I am new to Python. I need to traverse the list of files in a directory, and have a 2D list of files (keys) with a value. Then I need to sort it based on their values, and delete the files with lower half of values. How can I do that?

This is what I did so far. I can't figure it out how to create such 2D array.

dir = "images"
num_files=len(os.listdir(dir))
for file in os.listdir(dir):
    print(file)
    value = my_function(file)
    #this is wrong:
    _list[0][0].append(value)

#and then sorting, and removing the files associated with lower half

Basically, the 2D array should look like [[file1, 0.876], [file2, 0.5], [file3, 1.24]], which needed to be sorted out based on second indexes.

DYZ
  • 55,249
  • 10
  • 64
  • 93
Tina J
  • 4,983
  • 13
  • 59
  • 125
  • 2
    Dupe of [How to sort (list/tuple) of lists/tuples?](https://stackoverflow.com/questions/3121979/how-to-sort-list-tuple-of-lists-tuples)? – DYZ Sep 28 '18 at 20:54
  • 3
    dont call lists list.Avoid all built-in names - the variable shadows the built-in – Patrick Artner Sep 28 '18 at 20:55
  • @DYZ That's only for sorting part. I know that part. – Tina J Sep 28 '18 at 20:55
  • @PatrickArtner ok will do. – Tina J Sep 28 '18 at 20:56
  • 3
    You create a list of tuples: `yourList.append( [file,value] )` or `yourList.append( (file,value) )` then you use the dupe to sort it. then you throw away the first n/2 elements of your sorted list. – Patrick Artner Sep 28 '18 at 20:56
  • Possible duplicate of [How to sort (list/tuple) of lists/tuples?](https://stackoverflow.com/questions/3121979/how-to-sort-list-tuple-of-lists-tuples) – Patrick Artner Sep 28 '18 at 21:04

2 Answers2

2

Based on the comments, looks like I have to do this when appending:

mylist.append([file, value])

And for sorting, I have to do this:

mylist.sort(key=lambda mylist: mylist[1])
Tina J
  • 4,983
  • 13
  • 59
  • 125
  • Also see https://docs.python.org/3.3/howto/sorting.html#operator-module-functions – Jeff Sep 28 '18 at 21:13
  • you might want to rename the lamda variable different from your list. `mylist.sort(key=lambda item: item[1])` things like that bring confusion ;) – Patrick Artner Sep 28 '18 at 21:15
0

I don't understand what this message means.

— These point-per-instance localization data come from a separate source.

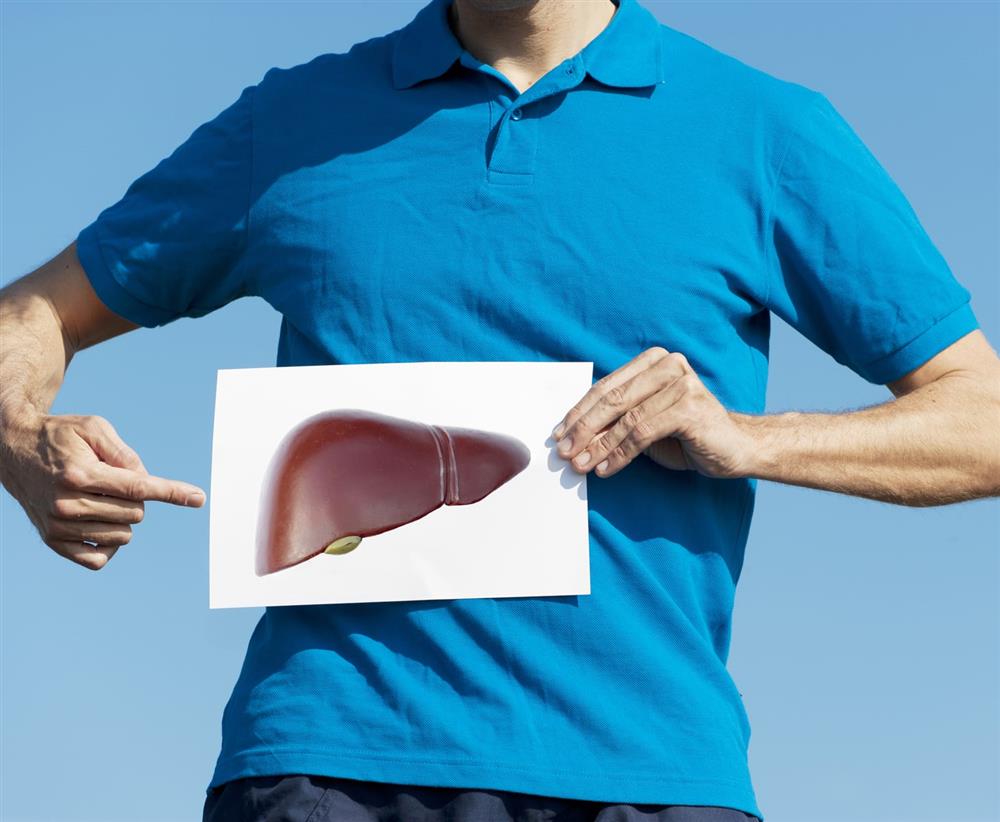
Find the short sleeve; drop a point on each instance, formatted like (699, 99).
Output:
(849, 264)
(174, 245)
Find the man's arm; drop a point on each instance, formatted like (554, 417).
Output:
(938, 442)
(77, 481)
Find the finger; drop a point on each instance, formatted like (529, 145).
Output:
(101, 435)
(132, 485)
(93, 557)
(103, 533)
(615, 379)
(638, 429)
(81, 505)
(618, 403)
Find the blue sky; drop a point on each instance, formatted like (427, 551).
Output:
(866, 636)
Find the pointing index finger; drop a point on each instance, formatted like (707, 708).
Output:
(134, 485)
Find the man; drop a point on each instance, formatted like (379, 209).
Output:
(526, 180)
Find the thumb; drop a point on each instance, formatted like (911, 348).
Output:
(109, 447)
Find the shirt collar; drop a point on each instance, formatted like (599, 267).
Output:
(627, 52)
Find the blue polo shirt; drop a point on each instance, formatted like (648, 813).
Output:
(404, 202)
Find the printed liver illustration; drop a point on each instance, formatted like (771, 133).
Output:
(344, 474)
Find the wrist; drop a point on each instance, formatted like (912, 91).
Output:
(763, 442)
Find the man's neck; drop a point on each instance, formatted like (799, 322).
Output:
(523, 39)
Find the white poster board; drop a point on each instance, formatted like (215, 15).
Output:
(528, 537)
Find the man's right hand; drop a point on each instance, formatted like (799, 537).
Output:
(79, 483)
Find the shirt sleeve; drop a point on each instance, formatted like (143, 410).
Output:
(174, 245)
(849, 264)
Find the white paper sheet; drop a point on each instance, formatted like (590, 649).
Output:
(529, 537)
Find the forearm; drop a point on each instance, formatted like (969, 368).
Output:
(34, 356)
(938, 444)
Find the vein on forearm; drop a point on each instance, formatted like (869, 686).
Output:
(34, 354)
(937, 444)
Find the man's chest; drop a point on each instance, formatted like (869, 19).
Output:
(634, 237)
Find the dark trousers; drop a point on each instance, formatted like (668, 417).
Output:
(306, 798)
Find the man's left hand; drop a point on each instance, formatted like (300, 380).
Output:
(654, 404)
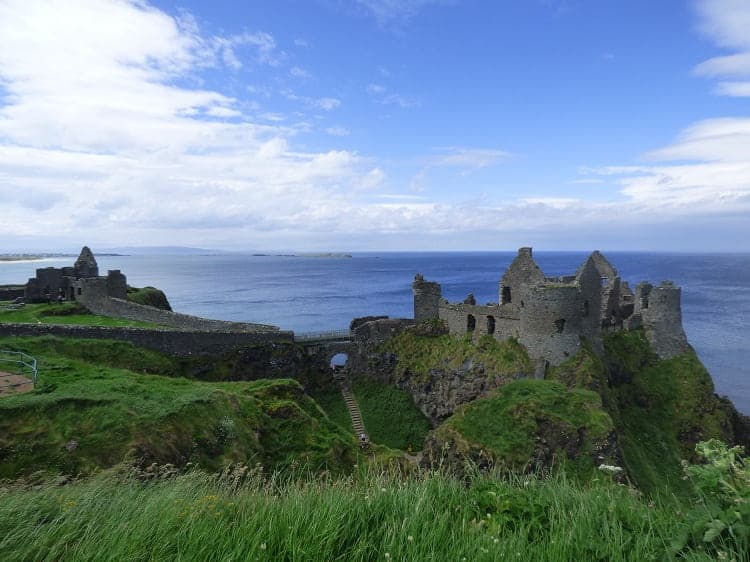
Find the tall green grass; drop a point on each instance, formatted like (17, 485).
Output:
(364, 517)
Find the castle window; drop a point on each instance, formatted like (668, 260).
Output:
(506, 295)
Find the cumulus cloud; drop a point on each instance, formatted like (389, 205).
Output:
(705, 171)
(96, 137)
(388, 12)
(727, 23)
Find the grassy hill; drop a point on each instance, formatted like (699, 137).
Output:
(66, 313)
(369, 516)
(100, 403)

delete the files with lower half of values

Does this mean that you have to select the files having value less than the midpoint between minimum and maximum values on the files or that you just have to select the lower half of the files?

There isn't any need to use a 2D-array if the second coordinate depends on the first thanks to my_function. Here is a function that does what you need:

from os import listdir as ls
from os import remove as rm
from os.path import realpath

def delete_low_score_files(dir, func, criterion="midpoint")
    """Delete files having low score according to function f

       Args:
           dir (str): path of the dir;
           func (fun): function that score the files;
           criterion (str): can be "midpoint" or "half-list";
       Returns:
           (list) deleted files.
    """

    files = ls(dir)
    sorted_files = sorted(files, key=func)    

    if criterion == "midpoint":
        midpoint = func(sorted_files[-1]) - func(sorted_files[0])
        files_to_delete = [f for f in sorted_files if func(f) < midpoint]

    if criterion == "half-list":
        n = len(sorted_files)/2
        files_to_delete = sorted_files[:n]

    for f in files_to_delete:
        rm(realpath(f))

    return files_to_delete
Weird Mike
  • 1,207
  • 9
  • 14
Scrooge McDuck
  • 372
  • 2
  • 14